Свою избушку они нашли по бревну, которое светилось в темноте. Они вошли, и он зажег спичку. Появились два весла, стол, высокая деревянная тарелка. Спичка разгорелась и стала похожа на трехцветный французский флаг. Потом она погасла, и больше они спичек не зажигали.
О, как он жил раньше, думая, что вот рука — это рука, не замечая ее размытости, некоего хилого облачка вокруг нее и вокруг всего остального. И не чувствуя, что вот стол — это не совсем стол, и не только стол, а еще что-то, и как раз этим-то люди еще и живы.
Рано утром тихо постучали в дверь, и вошел маленький остроносый человек. Это был хозяин избушки.
— Скажите, — пробормотал он, — ежи к вам ночью не заходили?
— Заходили, — сказала она, — двое. Элегантные, в галстуках.
— Ну ладно, — заторопился он, — я пойду.
И исчез. Они вышли на улицу, поздоровались со старушкой, сидевшей на завалинке, и стали умываться водой из бочки. И вдруг увидели, что по улице идет их синеглазый хозяин, в сапогах и с ружьем, и ведет на суровой нитке маленькую вертлявую собаку.
— О, — сказала старушка, — смотрите, топить повел.
Хозяин вздрогнул, и подбежал к старушке, и долго кричал.
Потом махнул рукой и пошел дальше, на ходу заряжая ружье.

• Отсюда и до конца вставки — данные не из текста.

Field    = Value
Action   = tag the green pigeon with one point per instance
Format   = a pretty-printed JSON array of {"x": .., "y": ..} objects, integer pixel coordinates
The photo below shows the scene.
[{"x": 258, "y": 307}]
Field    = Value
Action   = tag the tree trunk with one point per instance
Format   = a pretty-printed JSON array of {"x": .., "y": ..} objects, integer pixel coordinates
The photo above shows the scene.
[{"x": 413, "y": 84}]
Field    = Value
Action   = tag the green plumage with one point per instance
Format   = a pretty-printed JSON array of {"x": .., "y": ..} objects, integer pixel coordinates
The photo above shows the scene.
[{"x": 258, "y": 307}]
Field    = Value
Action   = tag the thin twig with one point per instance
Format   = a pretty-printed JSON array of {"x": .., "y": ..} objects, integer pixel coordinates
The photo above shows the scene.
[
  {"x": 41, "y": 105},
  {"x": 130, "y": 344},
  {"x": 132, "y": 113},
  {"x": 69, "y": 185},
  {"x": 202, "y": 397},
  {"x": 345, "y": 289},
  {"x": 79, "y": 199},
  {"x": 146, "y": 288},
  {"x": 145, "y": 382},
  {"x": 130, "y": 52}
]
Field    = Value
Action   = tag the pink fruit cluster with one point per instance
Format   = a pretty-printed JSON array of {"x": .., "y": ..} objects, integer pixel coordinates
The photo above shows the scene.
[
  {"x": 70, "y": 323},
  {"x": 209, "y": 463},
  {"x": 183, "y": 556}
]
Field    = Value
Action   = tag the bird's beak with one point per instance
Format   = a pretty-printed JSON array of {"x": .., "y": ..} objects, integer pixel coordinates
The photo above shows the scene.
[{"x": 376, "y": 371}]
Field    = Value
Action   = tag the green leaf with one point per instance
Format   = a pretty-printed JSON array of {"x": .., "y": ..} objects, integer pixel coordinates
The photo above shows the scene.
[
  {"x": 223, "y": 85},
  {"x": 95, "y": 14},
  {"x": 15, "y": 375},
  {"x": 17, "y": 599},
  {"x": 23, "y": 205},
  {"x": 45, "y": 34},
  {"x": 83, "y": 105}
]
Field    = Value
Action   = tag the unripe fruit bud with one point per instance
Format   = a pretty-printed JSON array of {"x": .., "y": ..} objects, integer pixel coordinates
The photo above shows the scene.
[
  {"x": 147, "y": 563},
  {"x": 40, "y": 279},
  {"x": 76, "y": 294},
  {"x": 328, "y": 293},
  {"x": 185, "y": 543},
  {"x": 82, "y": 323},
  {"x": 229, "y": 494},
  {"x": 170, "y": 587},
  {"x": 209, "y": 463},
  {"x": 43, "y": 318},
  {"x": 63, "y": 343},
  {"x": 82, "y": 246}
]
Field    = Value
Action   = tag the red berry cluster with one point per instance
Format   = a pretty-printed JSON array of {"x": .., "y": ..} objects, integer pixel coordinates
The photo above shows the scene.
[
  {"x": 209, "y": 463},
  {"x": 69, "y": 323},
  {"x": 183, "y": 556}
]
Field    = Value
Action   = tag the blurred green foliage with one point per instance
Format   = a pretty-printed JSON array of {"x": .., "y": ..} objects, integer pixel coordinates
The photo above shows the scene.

Они оделись и пошли гулять. День был похож на вечер. Они зашли в магазин и купили пива, хлеба и пачку твердого печенья с тревожным названием «В дорогу». За магазином начинался лес. В лесу горели костры из листьев, и ног не было видно из-за дыма. Они шли молча, по колено в дыму.
— Скоро я уеду, — сказала она.
— Да, — сказал он, — но мы купим голубей. Будут прилетать голуби и приносить письма.
— Да, — согласилась она, — голуби будут приносить письма. Письма и бандероли.
Они зашли глубоко в лес, и костров уже больше не было. Листья то поднимались все сразу, то так же все сразу опускались.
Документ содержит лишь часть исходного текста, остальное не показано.